Читать книгу Zu viele Putzfrauen - El Awadalla - Страница 14
ОглавлениеIngrid fällt aus dem Lift. Sie bleibt auf dem Boden liegen und schaut zu, wie Münzen aus ihrer Tasche herauskullern. Ewig könnte sie so liegen bleiben, doch etwas stimmt nicht. Ein Männerschuh steht plötzlich ganz knapp vor ihren Augen. Von sehr weit oben über dem Schuh hört sie eine Stimme sagen: »No Gnädigste, hamma a Räuscherl?«
Dann wird sie unter den Armen gepackt und auf die Füße gestellt. Als sie sich gleich wieder niederlegen will, also eher zu fallen droht, spürt sie feste Griffe an beiden Schultern. Vor ihr steht ein Gesicht unter dem Ganglicht, über dem Gesicht eine Polizeikappe. Ihr in Rotwein eingeweichtes Hirn versucht sich zu einem, wenigstens einem klaren Gedanken zu versammeln.
Was ist hier los? Wo bin ich?
Sie sieht das lächerliche Blumenkranzerl an der Tür ihrer Nachbarin, gut, sie ist also daheim, aber was will der Polizist von ihr?
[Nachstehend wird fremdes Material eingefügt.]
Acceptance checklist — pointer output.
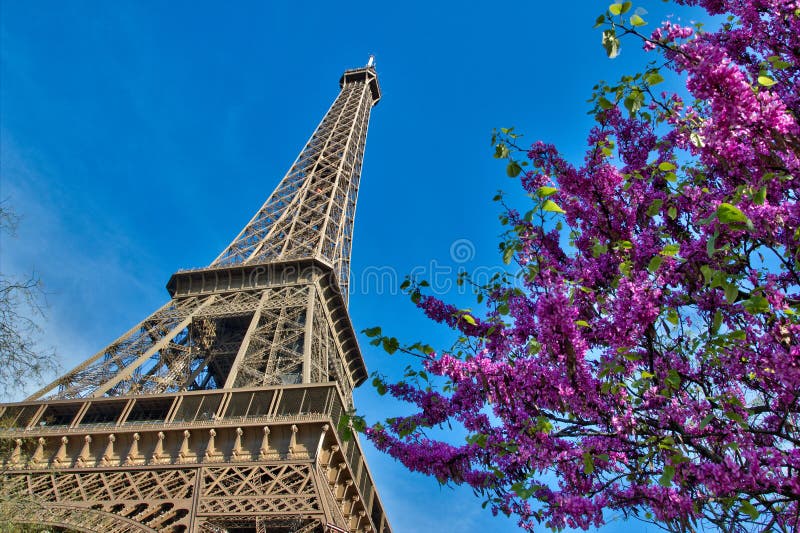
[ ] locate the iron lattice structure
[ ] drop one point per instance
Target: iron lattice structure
(219, 411)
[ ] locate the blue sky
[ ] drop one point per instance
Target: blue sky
(137, 138)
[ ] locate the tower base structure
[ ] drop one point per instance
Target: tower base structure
(261, 459)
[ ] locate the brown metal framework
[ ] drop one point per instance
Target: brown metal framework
(219, 411)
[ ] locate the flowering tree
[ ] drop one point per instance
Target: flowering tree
(648, 359)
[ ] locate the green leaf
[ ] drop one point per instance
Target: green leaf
(711, 244)
(588, 463)
(552, 207)
(731, 292)
(673, 379)
(605, 103)
(636, 20)
(655, 262)
(730, 214)
(672, 317)
(760, 196)
(666, 477)
(671, 250)
(653, 78)
(716, 322)
(707, 420)
(672, 212)
(756, 304)
(748, 509)
(611, 43)
(655, 207)
(766, 81)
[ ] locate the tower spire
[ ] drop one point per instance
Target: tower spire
(310, 214)
(219, 411)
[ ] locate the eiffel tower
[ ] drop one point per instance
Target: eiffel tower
(219, 411)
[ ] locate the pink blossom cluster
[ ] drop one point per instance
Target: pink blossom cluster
(650, 362)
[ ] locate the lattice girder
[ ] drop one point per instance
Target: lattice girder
(254, 458)
(219, 410)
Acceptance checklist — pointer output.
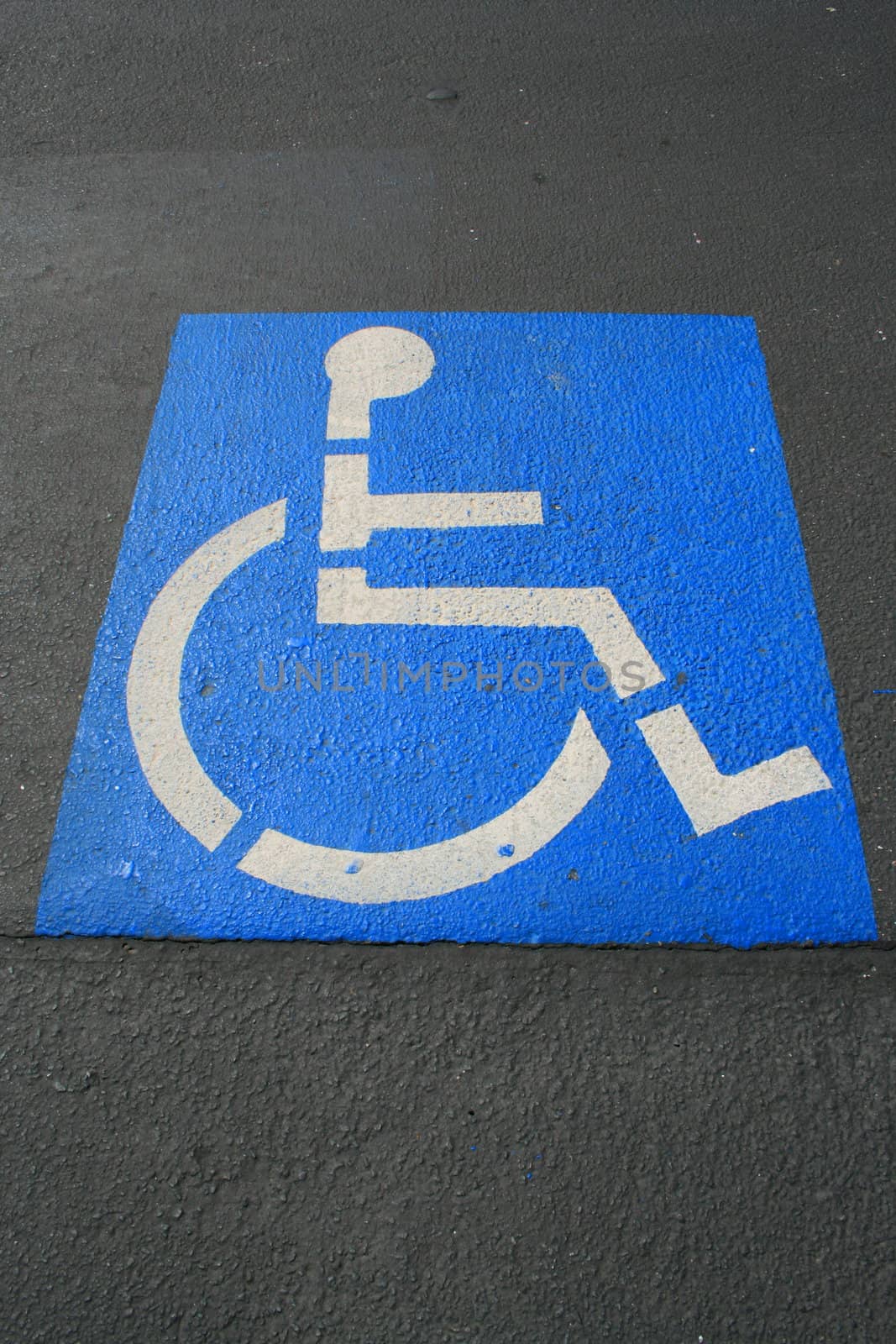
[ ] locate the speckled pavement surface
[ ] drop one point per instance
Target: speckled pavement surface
(354, 1144)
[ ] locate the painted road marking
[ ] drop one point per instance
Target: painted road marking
(672, 550)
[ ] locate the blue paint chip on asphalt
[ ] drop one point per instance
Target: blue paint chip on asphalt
(485, 627)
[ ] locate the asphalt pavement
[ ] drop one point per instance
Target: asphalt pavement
(258, 1142)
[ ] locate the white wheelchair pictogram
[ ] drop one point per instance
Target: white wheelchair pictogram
(365, 366)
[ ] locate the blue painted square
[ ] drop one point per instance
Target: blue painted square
(652, 444)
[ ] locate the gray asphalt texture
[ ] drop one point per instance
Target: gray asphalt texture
(262, 1142)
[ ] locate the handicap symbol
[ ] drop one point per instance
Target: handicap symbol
(371, 365)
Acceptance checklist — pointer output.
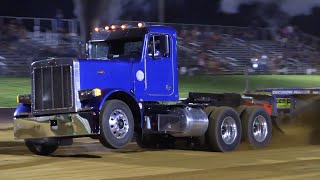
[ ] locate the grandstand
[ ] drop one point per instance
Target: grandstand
(202, 48)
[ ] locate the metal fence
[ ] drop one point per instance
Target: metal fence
(231, 54)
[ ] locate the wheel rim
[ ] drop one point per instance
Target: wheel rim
(229, 130)
(118, 124)
(260, 128)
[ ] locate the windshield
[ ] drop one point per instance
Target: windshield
(110, 49)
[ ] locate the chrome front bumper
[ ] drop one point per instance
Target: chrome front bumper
(52, 126)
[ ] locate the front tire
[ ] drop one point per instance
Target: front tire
(43, 146)
(116, 124)
(257, 126)
(224, 131)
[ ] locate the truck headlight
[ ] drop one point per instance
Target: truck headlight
(24, 98)
(90, 93)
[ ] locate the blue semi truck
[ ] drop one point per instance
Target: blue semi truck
(127, 87)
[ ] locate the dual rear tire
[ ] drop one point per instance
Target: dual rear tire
(226, 129)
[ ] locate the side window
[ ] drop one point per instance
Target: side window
(159, 46)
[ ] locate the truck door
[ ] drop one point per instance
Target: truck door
(159, 66)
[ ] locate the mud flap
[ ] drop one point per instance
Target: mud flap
(275, 125)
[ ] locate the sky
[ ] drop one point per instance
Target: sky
(180, 11)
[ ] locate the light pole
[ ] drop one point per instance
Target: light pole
(161, 11)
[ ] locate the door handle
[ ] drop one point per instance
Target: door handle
(168, 87)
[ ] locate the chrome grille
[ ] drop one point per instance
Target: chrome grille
(52, 89)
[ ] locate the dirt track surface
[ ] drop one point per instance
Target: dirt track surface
(288, 157)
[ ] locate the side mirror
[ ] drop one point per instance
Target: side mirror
(165, 45)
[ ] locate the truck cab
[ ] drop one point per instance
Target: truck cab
(128, 85)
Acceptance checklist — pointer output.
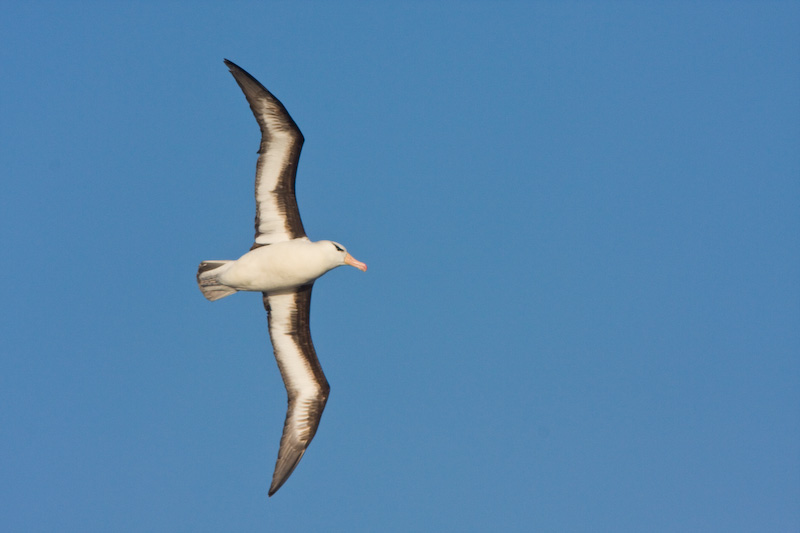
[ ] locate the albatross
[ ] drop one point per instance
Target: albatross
(282, 264)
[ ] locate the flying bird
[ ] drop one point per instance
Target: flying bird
(282, 264)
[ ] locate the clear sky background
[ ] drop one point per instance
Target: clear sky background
(581, 220)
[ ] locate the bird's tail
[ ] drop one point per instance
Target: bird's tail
(208, 280)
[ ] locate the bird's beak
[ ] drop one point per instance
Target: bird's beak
(352, 261)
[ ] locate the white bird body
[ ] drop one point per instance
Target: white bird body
(283, 265)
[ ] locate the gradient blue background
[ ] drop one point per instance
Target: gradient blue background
(582, 311)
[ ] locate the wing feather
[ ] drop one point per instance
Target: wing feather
(306, 386)
(277, 215)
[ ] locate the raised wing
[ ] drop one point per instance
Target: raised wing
(306, 386)
(277, 216)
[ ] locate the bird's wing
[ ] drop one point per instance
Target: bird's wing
(306, 386)
(277, 216)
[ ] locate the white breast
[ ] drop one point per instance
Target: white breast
(279, 266)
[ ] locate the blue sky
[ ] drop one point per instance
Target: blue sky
(582, 311)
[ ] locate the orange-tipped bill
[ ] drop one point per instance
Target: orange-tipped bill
(350, 260)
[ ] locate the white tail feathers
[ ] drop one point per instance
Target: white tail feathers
(208, 280)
»Na wo samma denn gwesn?«, hört sie die Stimme fragen; gute Frage, an das letzte Lokal kann sie sich nur noch verschwommen erinnern; zuerst ist sie bei einer Lesung der Krimifrauen im Au gewesen, dann mit einer von ihnen und einer Bekannten im Café Weidinger und dann noch im Tschocherl bei einem Poetry-Slam.
Die Polizisten wollen wissen, was ein Poetry-Slam ist. Das kann sie heute nicht mehr erklären –
Und dann? Irgendwo war sie dann noch, mit wem?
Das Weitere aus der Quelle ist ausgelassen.